Falando sobre o grande escritor
Bergotte, que deve ser uma síntese dos grandes escritores franceses que
Proust tanto admirava, o personagem Marcel tece os seguintes comentários
na "À sombra das raparigas em flor", segunda parte do Em busca do tempo perdido:
"E
por isso tanto mais me custou compreender que o que estava dizendo
naquele momento não parecia ser de Bergotte exatamente porque era
verdadeiro Bergotte.
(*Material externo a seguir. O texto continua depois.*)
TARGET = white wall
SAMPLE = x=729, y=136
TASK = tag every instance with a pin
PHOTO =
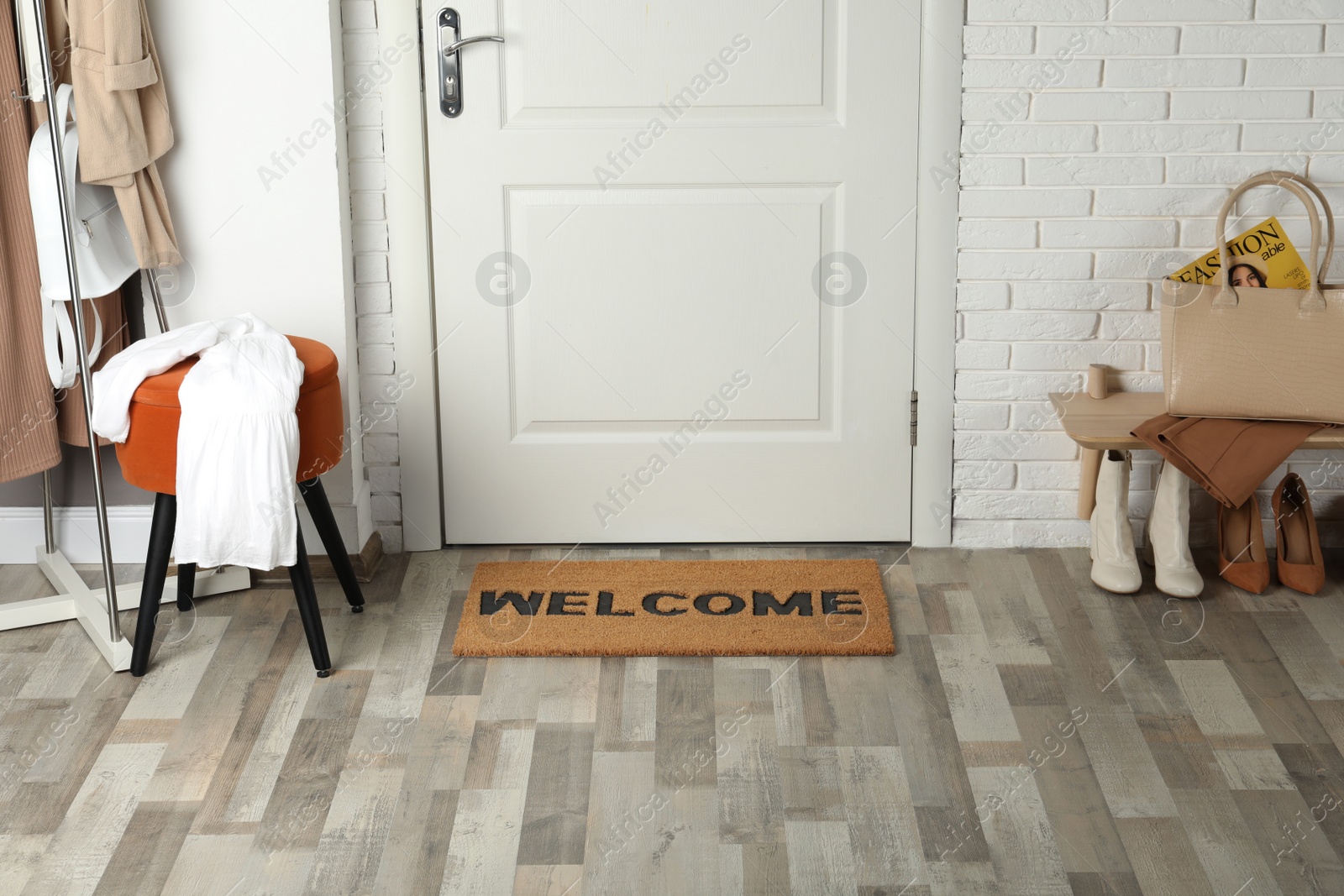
x=1084, y=181
x=248, y=82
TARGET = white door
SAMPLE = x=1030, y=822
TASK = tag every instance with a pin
x=674, y=269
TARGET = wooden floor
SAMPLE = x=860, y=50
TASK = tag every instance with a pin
x=1034, y=735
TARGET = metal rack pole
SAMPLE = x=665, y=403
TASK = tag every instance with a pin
x=57, y=130
x=49, y=513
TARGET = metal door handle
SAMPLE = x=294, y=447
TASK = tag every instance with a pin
x=449, y=62
x=459, y=45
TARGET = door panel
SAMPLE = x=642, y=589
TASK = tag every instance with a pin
x=674, y=271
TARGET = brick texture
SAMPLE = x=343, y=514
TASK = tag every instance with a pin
x=373, y=293
x=1099, y=141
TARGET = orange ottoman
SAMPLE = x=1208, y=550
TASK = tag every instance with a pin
x=150, y=459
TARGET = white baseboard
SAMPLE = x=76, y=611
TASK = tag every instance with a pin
x=77, y=533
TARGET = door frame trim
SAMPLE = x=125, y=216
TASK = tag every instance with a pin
x=412, y=280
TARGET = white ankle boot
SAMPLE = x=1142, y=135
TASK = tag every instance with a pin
x=1168, y=537
x=1115, y=563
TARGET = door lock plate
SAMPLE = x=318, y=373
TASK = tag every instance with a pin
x=449, y=60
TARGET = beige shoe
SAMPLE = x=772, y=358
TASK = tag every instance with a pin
x=1115, y=563
x=1167, y=535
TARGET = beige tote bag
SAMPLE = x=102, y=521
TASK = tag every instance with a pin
x=1257, y=354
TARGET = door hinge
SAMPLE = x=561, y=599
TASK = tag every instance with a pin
x=914, y=417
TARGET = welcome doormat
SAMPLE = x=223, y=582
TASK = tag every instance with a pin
x=675, y=607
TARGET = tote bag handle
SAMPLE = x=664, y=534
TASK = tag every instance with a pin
x=1314, y=300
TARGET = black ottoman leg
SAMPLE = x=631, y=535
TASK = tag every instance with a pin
x=186, y=586
x=302, y=577
x=315, y=496
x=152, y=587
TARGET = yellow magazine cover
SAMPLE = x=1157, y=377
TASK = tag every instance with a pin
x=1265, y=249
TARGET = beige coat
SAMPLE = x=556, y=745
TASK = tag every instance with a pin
x=123, y=114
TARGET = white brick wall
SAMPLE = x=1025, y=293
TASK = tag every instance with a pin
x=1100, y=139
x=373, y=295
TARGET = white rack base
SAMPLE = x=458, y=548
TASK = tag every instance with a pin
x=89, y=606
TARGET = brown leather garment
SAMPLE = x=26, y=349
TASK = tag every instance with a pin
x=1229, y=458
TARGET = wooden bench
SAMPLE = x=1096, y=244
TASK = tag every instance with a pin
x=1100, y=421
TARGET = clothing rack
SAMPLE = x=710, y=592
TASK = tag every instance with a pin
x=94, y=609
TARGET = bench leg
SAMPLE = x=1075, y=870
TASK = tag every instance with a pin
x=1088, y=469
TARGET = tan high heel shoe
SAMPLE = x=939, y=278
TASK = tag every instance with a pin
x=1300, y=564
x=1241, y=547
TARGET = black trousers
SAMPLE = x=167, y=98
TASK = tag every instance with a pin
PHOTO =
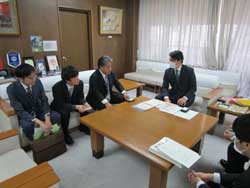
x=235, y=160
x=65, y=116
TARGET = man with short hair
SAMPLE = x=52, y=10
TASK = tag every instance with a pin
x=179, y=82
x=241, y=127
x=68, y=97
x=101, y=82
x=28, y=98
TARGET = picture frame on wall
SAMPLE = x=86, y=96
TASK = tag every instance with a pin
x=9, y=20
x=40, y=66
x=29, y=60
x=52, y=63
x=110, y=20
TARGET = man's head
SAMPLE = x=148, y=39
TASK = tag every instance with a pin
x=104, y=64
x=241, y=127
x=176, y=59
x=70, y=75
x=26, y=74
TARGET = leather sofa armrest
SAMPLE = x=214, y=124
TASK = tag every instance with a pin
x=9, y=141
x=42, y=174
x=210, y=97
x=6, y=108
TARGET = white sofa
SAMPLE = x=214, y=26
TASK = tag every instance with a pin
x=12, y=170
x=208, y=81
x=48, y=83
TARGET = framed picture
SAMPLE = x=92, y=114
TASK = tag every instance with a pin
x=29, y=60
x=52, y=63
x=110, y=20
x=9, y=22
x=40, y=66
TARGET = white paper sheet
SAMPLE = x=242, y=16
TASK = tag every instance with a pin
x=175, y=152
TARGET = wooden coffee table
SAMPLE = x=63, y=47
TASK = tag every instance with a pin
x=137, y=131
x=214, y=109
x=130, y=85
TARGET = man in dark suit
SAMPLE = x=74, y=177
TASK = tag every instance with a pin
x=179, y=82
x=69, y=96
x=28, y=98
x=241, y=128
x=101, y=82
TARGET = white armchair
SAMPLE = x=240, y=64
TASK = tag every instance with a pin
x=16, y=166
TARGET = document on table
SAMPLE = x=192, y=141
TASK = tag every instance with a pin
x=176, y=110
x=146, y=105
x=175, y=152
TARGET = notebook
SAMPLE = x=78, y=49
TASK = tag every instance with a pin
x=175, y=152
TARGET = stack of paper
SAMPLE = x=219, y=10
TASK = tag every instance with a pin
x=174, y=152
x=146, y=105
x=176, y=110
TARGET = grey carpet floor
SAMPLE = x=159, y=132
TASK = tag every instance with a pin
x=120, y=168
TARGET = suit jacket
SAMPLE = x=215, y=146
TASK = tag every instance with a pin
x=234, y=180
x=62, y=99
x=23, y=104
x=98, y=89
x=185, y=86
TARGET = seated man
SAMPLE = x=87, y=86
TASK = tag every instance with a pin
x=179, y=82
x=68, y=96
x=235, y=159
x=101, y=83
x=28, y=98
x=241, y=128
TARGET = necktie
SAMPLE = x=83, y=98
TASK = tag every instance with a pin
x=29, y=91
x=177, y=74
x=108, y=89
x=71, y=89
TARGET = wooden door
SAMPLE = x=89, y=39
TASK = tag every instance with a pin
x=75, y=38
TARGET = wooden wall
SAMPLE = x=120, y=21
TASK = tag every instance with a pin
x=40, y=17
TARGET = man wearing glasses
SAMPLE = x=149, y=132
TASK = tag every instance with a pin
x=28, y=98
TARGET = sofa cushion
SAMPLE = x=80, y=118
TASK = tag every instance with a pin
x=13, y=163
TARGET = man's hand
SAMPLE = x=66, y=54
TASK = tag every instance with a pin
x=81, y=108
x=182, y=101
x=167, y=100
x=193, y=179
x=126, y=96
x=204, y=176
x=108, y=105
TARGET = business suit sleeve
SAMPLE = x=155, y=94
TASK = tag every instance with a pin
x=59, y=99
x=81, y=93
x=193, y=85
x=117, y=84
x=164, y=91
x=17, y=105
x=234, y=180
x=204, y=186
x=43, y=98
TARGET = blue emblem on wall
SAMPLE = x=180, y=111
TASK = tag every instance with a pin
x=13, y=59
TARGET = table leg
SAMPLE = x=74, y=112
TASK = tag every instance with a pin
x=158, y=177
x=215, y=114
x=139, y=91
x=97, y=144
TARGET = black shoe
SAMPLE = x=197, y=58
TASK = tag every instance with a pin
x=223, y=163
x=84, y=129
x=69, y=140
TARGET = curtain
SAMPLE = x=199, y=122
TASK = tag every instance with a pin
x=234, y=41
x=187, y=25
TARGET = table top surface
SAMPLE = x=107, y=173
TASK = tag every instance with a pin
x=137, y=131
x=129, y=84
x=215, y=107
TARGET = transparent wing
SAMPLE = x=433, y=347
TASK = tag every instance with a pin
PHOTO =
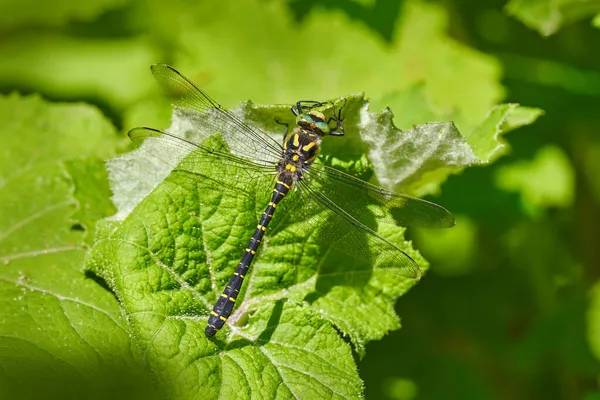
x=209, y=117
x=346, y=211
x=353, y=195
x=210, y=160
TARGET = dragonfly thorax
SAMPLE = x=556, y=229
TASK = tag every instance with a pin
x=300, y=148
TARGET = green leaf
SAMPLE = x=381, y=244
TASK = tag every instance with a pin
x=548, y=16
x=52, y=64
x=167, y=262
x=277, y=68
x=546, y=181
x=58, y=329
x=486, y=138
x=15, y=13
x=593, y=320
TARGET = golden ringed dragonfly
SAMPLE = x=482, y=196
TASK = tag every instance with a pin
x=319, y=195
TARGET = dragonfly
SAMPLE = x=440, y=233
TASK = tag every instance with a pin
x=318, y=194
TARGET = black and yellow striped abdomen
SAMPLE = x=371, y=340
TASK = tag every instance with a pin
x=225, y=303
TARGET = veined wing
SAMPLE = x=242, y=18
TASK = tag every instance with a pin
x=209, y=117
x=357, y=238
x=345, y=205
x=353, y=195
x=207, y=159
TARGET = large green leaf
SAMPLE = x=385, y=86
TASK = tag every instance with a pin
x=15, y=13
x=548, y=16
x=61, y=335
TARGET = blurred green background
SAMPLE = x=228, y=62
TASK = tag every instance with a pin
x=508, y=309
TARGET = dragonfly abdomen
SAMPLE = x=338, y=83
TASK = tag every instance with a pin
x=225, y=303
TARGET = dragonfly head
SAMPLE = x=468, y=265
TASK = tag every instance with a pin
x=313, y=120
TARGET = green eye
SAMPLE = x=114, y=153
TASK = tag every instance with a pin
x=323, y=127
x=303, y=119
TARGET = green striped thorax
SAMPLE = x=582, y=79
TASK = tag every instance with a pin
x=313, y=120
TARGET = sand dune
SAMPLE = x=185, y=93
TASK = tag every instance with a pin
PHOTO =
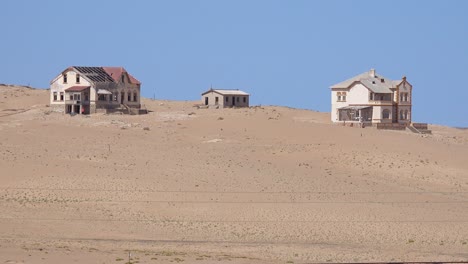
x=259, y=185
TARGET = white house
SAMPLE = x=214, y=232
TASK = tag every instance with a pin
x=371, y=98
x=225, y=98
x=86, y=90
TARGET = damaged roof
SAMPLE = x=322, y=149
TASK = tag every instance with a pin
x=370, y=79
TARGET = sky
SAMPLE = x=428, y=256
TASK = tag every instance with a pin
x=283, y=52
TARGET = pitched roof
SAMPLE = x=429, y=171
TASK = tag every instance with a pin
x=95, y=74
x=375, y=83
x=103, y=74
x=76, y=88
x=226, y=92
x=116, y=73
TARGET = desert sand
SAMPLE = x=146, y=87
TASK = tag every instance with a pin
x=264, y=184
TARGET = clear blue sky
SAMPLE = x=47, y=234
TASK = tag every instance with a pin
x=282, y=52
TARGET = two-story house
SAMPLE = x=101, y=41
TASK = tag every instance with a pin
x=86, y=90
x=371, y=98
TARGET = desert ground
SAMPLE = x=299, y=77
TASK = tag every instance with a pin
x=263, y=184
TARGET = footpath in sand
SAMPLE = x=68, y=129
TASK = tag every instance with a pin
x=255, y=185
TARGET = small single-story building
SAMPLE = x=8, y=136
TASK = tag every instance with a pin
x=225, y=98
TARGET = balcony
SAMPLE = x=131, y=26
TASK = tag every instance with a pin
x=76, y=102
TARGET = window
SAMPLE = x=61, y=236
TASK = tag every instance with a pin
x=386, y=114
x=341, y=96
x=403, y=97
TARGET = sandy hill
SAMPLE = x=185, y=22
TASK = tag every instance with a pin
x=257, y=185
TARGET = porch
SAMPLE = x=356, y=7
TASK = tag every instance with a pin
x=355, y=114
x=77, y=100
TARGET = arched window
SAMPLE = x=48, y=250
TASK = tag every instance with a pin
x=386, y=114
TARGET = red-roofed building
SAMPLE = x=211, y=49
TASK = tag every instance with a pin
x=87, y=90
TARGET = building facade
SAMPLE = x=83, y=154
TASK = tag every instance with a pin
x=372, y=98
x=225, y=98
x=87, y=90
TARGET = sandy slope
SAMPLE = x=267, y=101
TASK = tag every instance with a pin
x=257, y=185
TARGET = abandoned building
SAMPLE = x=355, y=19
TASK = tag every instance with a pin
x=225, y=98
x=371, y=98
x=88, y=90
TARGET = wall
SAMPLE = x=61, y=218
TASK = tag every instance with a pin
x=59, y=86
x=357, y=94
x=377, y=114
x=222, y=100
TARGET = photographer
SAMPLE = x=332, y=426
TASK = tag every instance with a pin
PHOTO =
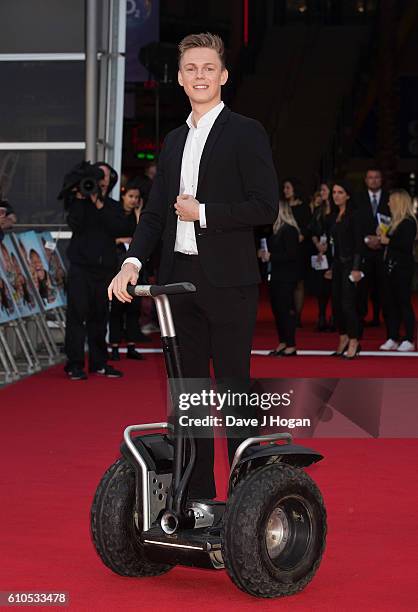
x=95, y=220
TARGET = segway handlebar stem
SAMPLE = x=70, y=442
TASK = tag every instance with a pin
x=156, y=290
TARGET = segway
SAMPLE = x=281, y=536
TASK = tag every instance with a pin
x=269, y=535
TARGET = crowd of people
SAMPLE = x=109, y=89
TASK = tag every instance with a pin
x=347, y=248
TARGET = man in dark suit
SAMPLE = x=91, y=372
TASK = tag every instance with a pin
x=215, y=182
x=371, y=201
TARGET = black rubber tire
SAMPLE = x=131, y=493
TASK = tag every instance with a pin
x=244, y=548
x=113, y=529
Era uma profusão de ideias precisas, não
compreendidas nesse 'gênero Bergotte' de que muitos cronistas se haviam
apropriado; e essa diferença - vagamente vislumbrada através da
conversação como uma imagem por trás de um vidro enfumaçado - era
provavelmente outro aspecto do fato de que, ao ler-se uma página de
Bergotte, nunca era semelhante ao que teria escrito qualquer desses
vulgares imitadores que, no entanto, no livro e nos jornais, adornavam
sua prosa com tantas imagens e pensamentos 'à Bergptte'. Devia-se tal
diferença de estilo a que 'o Bergotte' era antes de tudo certo elemento
precioso e real, oculto no coração das coisas e de onde aquele grande
escritor o extraía, graças ao seu gênio, extração esta que era a
finalidade do suave Cantor e não a de fazer Bergotte. A falar verdade,
ele o fazia sem o querer, pois era Bergotee, e, nesse sentido, cada nova
beleza de sua obra era a pequena parcela de Bergotte oculta numa coisa e
que ele dali retirara. Mas embora cada uma dessas belezas estivesse
assim aparentada com as outras e fosse reconhecível, permanecia no
entanto particular, como a descoberta que a trouxera à luz; nova e
portanto diferente do que se chamava o gênero Bergotte, que era uma
vaga síntese dos Bergottes, já encontrados e redigidos por ele, mas
pelos quais não era dado a nenhum homem sem gênio adivinhar o que
Bergotte iria descobrir. É o que se dá com todos os grandes escritores: a
beleza de suas frase é imprevisível, como a de uma mulher que ainda não
conhecemos; é criação, porque se aplica a um objeto exterior em que
eles pensam - e não a si - e que ainda não expressaram."